McCullough received the National Book Award for “The Path Between the Seas,” about the building of the Panama Canal; and for “Mornings on Horseback,” a biography of Theodore Roosevelt; and Pulitzers for “Truman,” in 1992, and for “John Adams” in 2002. “The Great Bridge,” a lengthy exploration of the Brooklyn Bridge’s construction, was ranked No. 48 on the Modern Library’s list of the best 100 nonfiction works of the 20th century and is still widely regarded as the definitive text of the great 19th century project. Upon his 80th birthday, his native Pittsburgh renamed the 16th Street Bridge the “David McCullough Bridge.”
McCullough also was a favorite in Washington, D.C. He addressed a joint session of Congress in 1989 and, in 2006, received a Presidential Medal of Freedom. Politicians frequently claimed to have read his books, especially his biographies of Truman and Adams. Jimmy Carter cited “The Path Between the Seas” as a factor in pushing for the 1977 treaties which returned control of the Panama Canal to Panama, and politicians on both sides of the issue cited it during debate. Barack Obama included McCullough among a gathering of scholars who met at the White House soon after he was elected.
McCullough also had one emphatic cause: education. He worried that Americans knew too little about history and didn’t appreciate the sacrifices of the Revolutionary era. He spoke often at campuses and before Congress, once telling a Senate Committee that because of the No Child Left Behind act “history is being put on the back burner or taken off the stove altogether in many or most schools, in favor of math and reading.”
Impassioned about the past, McCullough was active in the preservation of historical regions.
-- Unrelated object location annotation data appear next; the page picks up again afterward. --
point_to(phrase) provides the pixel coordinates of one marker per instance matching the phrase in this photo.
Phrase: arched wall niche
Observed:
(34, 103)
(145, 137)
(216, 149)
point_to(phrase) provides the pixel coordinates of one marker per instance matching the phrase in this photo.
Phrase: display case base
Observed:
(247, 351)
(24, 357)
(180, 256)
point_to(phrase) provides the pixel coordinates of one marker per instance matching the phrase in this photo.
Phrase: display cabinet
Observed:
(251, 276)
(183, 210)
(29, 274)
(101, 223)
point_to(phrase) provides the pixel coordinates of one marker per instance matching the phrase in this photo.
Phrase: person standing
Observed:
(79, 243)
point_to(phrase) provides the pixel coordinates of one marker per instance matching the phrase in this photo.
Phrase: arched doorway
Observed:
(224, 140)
He opposed the building of a residential tower near the Brooklyn Bridge and was among the historians and authors in the 1990s who criticized the Walt Disney Company’s planned Civil War theme park in a region of northern Virginia of particular historical significance.
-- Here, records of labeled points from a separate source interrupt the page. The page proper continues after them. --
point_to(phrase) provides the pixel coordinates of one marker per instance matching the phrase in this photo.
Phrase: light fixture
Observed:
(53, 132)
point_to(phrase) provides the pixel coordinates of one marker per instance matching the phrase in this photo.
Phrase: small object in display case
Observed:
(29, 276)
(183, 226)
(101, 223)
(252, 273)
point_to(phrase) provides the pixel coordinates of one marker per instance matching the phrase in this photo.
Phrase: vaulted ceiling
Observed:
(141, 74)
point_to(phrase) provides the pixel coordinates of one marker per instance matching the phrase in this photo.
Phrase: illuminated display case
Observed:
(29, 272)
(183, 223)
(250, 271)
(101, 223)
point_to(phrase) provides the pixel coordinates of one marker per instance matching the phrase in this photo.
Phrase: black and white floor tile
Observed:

“We have so little left that’s authentic and real,” McCullough said at the time. “To replace what we have with plastic, contrived history, mechanical history is almost sacrilege.”
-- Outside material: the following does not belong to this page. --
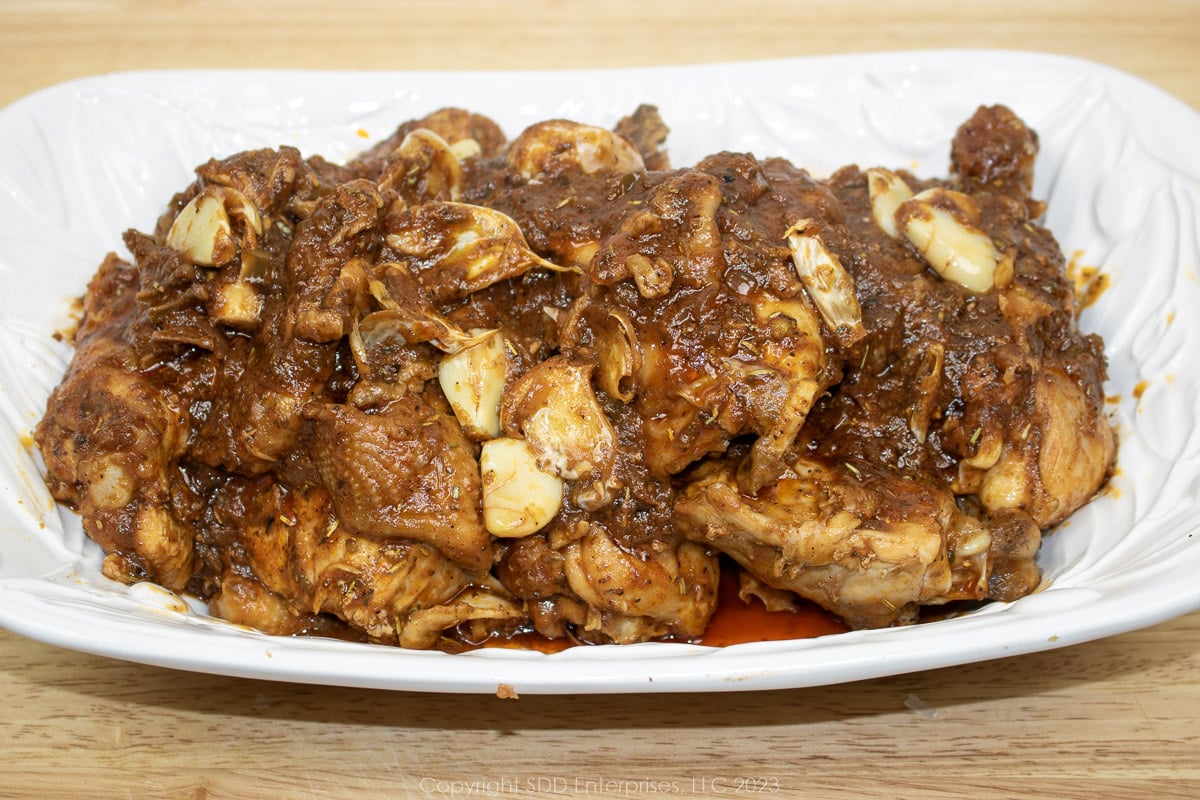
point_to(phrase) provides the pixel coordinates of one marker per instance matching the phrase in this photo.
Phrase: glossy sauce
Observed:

McCullough, whose father and grandfather founded the McCullough Electric Company, was born in Pittsburgh in 1933. He loved history as a child, recalling lively dinner conversations, portraits of Washington and Lincoln that seemed to hang in every home and the field trip to a nearby site where Washington fought one of his earliest battles. He majored in English at Yale University and met playwright Thornton Wilder, who encouraged the young student to write.
McCullough had five children and an affinity for happily married politicians such as Truman and Adams that could be traced to his wife, Rosalee Barnes, whom he married in 1954 and who died in June. She was his editor, muse and closest friend. At his home in Martha’s Vineyard, McCullough would proudly show visiting reporters a photograph of their first meeting, at a spring dance, the two gazing upon each other.